All you really have to do is change one ingredient and you have a fresh look to your summer entertaining! So a nice almond Clafoutis becomes a nice squidgy chocolate cake!
Just like that!
Chocolate never gets old and oft finishes a supper off, wonderfully. Very rarely will your guests complain, I promise you!
Better still make these in individual ramekins and serve warm with cold ice cream....homemade of course!
Here's my recipe for GLUTEN FREE Chocolate Cherry Clafoutis!
One punnet of cherries, stoned and then stoned again in booze, lol!
Save some for decorating and leave the stalks on a few.
Dark chocolate shavings for the top
30 g unsalted butter (softened)
130 gr sugar
shot of cherry liquor
60 gr almond flour
1 teaspoon of baking powder
30 gr cocoa powder such as GREEN & BLACKS
150 ml milk
200 ml cream
Sour cherries or fresh boozy cherries
pinch of salt
1 tsp cherry or vanilla extract
Mix together the cherries, liquor and the sugar.
Grease you pie dish and sprinkle with sugar.
Now heat the butter until it starts to turn slight brown.

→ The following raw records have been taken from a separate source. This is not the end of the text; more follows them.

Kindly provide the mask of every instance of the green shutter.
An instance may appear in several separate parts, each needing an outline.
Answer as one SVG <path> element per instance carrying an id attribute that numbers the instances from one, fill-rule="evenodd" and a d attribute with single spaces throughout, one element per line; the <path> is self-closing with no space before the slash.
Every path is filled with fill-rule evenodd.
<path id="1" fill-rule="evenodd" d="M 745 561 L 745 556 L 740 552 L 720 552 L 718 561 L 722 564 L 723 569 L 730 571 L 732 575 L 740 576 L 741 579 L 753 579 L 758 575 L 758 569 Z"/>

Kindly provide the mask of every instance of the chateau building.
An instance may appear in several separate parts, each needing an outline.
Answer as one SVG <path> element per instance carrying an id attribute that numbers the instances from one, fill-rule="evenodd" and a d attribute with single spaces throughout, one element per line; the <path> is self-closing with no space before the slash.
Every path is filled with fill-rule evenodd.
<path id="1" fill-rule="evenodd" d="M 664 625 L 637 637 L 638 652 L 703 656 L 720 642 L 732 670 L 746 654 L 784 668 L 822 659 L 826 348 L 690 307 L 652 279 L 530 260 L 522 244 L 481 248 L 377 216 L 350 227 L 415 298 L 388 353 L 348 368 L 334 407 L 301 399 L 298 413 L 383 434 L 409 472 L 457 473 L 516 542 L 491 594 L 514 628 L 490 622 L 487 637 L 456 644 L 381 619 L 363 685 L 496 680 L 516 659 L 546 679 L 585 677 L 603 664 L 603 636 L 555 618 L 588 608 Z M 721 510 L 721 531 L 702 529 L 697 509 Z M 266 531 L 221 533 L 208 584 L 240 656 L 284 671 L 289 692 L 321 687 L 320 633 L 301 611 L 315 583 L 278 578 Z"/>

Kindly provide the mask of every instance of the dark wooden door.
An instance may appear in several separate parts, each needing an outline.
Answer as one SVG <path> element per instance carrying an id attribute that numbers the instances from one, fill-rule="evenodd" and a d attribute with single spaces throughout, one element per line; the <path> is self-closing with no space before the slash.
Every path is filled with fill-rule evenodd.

Set aside but keep warm.
Whilst together the eggs, sugar and extract.
Now add the dry ingredients.
Add the milk, cream and butter.
Gently mix in the cherries.
Pour the batter into your pie dish and pop in the oven for uptown 35 mins.
If serving cold, decorate with cherries and chocolate!
Serve with ice cream, custard or cream.